The next example shows the calculation of dispersion energies for a batch of structures.

import torch
import tad_dftd4 as d4

# S22 system 4: formamide dimer
numbers = d4.utils.pack((
    d4.utils.to_number("C C N N H H H H H H O O".split()),
    d4.utils.to_number("C O N H H H".split()),
))

# coordinates in Bohr
positions = d4.utils.pack((
    torch.tensor([
        [-3.81469488143921, +0.09993441402912, 0.00000000000000],
        [+3.81469488143921, -0.09993441402912, 0.00000000000000],
        [-2.66030049324036, -2.15898251533508, 0.00000000000000],
        [+2.66030049324036, +2.15898251533508, 0.00000000000000],
        [-0.73178529739380, -2.28237795829773, 0.00000000000000],
        [-5.89039325714111, -0.02589114569128, 0.00000000000000],
        [-3.71254944801331, -3.73605775833130, 0.00000000000000],
        [+3.71254944801331, +3.73605775833130, 0.00000000000000],
        [+0.73178529739380, +2.28237795829773, 0.00000000000000],
        [+5.89039325714111, +0.02589114569128, 0.00000000000000],
        [-2.74426102638245, +2.16115570068359, 0.00000000000000],
        [+2.74426102638245, -2.16115570068359, 0.00000000000000],
    ]),
    torch.tensor([
        [-0.55569743203406, +1.09030425468557, 0.00000000000000],
        [+0.51473634678469, +3.15152550263611, 0.00000000000000],
        [+0.59869690244446, -1.16861263789477, 0.00000000000000],
        [-0.45355203669134, -2.74568780438064, 0.00000000000000],
        [+2.52721209544999, -1.29200800956867, 0.00000000000000],
        [-2.63139587595376, +0.96447869452240, 0.00000000000000],
    ]),
))

# total charge of both system
charge = torch.tensor([0.0, 0.0])

# TPSS0-D4-ATM parameters
param = {
    "s6": positions.new_tensor(1.0),
    "s8": positions.new_tensor(1.85897750),
    "s9": positions.new_tensor(1.0),
    "a1": positions.new_tensor(0.44286966),
    "a2": positions.new_tensor(4.60230534),
}

# calculate dispersion energy in Hartree
energy = torch.sum(d4.dftd4(numbers, positions, charge, param), -1)
torch.set_printoptions(precision=10)
print(energy)
# tensor([-0.0088341432, -0.0027013607])
print(energy[0] - 2*energy[1])
# tensor(-0.0034314217)

Contributing

This is a volunteer open source projects and contributions are always welcome. Please, take a moment to read the contributing guidelines.

License

This project is free software: you can redistribute it and/or modify it under the terms of the Lesser GNU General Public License as published by the Free Software Foundation, either version 3 of the License, or (at your option) any later version.

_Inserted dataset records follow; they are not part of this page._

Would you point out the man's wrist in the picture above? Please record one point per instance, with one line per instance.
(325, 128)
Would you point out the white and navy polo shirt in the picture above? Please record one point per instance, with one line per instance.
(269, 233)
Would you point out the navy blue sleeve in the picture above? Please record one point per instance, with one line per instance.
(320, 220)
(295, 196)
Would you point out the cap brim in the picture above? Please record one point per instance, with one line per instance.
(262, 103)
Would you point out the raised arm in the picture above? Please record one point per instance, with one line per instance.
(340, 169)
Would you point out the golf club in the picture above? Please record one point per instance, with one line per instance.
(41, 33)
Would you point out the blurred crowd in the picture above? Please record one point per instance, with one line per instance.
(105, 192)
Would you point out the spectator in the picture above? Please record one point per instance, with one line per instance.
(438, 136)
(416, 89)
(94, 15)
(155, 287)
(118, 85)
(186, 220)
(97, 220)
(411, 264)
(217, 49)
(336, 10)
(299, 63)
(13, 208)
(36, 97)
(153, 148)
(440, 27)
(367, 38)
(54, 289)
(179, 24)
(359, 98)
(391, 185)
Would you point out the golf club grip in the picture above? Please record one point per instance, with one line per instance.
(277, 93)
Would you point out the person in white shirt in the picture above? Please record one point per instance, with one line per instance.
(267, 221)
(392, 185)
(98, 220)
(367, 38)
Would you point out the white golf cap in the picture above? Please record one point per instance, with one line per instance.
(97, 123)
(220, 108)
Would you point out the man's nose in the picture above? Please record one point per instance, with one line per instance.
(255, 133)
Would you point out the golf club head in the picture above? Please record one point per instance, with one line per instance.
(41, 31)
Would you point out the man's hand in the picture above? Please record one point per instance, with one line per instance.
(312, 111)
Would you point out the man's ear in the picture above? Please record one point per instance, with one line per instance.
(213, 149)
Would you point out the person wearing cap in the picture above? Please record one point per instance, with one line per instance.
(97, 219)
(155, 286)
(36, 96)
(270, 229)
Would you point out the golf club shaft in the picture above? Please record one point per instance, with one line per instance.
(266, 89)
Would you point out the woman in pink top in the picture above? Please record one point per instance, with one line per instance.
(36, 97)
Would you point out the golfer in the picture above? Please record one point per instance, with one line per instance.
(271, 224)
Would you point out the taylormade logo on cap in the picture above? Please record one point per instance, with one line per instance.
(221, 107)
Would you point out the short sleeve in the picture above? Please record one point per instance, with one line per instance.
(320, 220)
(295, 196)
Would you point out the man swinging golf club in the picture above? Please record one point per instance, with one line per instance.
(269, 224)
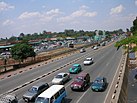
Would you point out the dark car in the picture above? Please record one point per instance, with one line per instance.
(34, 91)
(99, 84)
(76, 68)
(81, 81)
(9, 98)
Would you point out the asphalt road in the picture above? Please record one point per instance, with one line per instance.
(132, 86)
(106, 61)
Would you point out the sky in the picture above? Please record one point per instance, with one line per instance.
(35, 16)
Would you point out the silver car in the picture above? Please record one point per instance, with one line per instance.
(34, 91)
(61, 78)
(88, 61)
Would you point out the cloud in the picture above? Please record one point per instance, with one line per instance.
(84, 7)
(77, 14)
(8, 22)
(27, 15)
(117, 10)
(4, 6)
(136, 2)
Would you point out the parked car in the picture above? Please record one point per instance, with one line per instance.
(82, 50)
(76, 68)
(9, 98)
(81, 81)
(34, 91)
(88, 61)
(61, 78)
(95, 47)
(99, 84)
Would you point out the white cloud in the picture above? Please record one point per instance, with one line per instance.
(53, 12)
(117, 10)
(136, 2)
(8, 22)
(77, 14)
(84, 7)
(27, 15)
(4, 6)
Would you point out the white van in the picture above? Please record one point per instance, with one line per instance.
(54, 94)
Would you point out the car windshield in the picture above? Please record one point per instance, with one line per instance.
(98, 81)
(42, 100)
(33, 90)
(88, 59)
(74, 67)
(78, 79)
(59, 76)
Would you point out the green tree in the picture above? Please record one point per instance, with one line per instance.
(130, 39)
(22, 51)
(134, 27)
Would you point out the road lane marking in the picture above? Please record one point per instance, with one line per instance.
(113, 81)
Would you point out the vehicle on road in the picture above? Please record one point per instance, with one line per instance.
(34, 91)
(61, 78)
(54, 94)
(8, 98)
(76, 68)
(88, 61)
(99, 84)
(82, 50)
(80, 82)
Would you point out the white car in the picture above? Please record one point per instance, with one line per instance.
(88, 61)
(61, 78)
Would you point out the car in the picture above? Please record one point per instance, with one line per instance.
(103, 44)
(88, 61)
(95, 48)
(61, 78)
(99, 84)
(34, 91)
(76, 68)
(82, 50)
(81, 81)
(9, 98)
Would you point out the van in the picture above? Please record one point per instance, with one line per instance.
(81, 81)
(34, 91)
(54, 94)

This project is distributed in the hope that it will be useful, but without any warranty; without even the implied warranty of merchantability or fitness for a particular purpose. See the Lesser GNU General Public License for more details.

Unless you explicitly state otherwise, any contribution intentionally submitted for inclusion in this project by you, as defined in the Lesser GNU General Public license, shall be licensed as above, without any additional terms or conditions.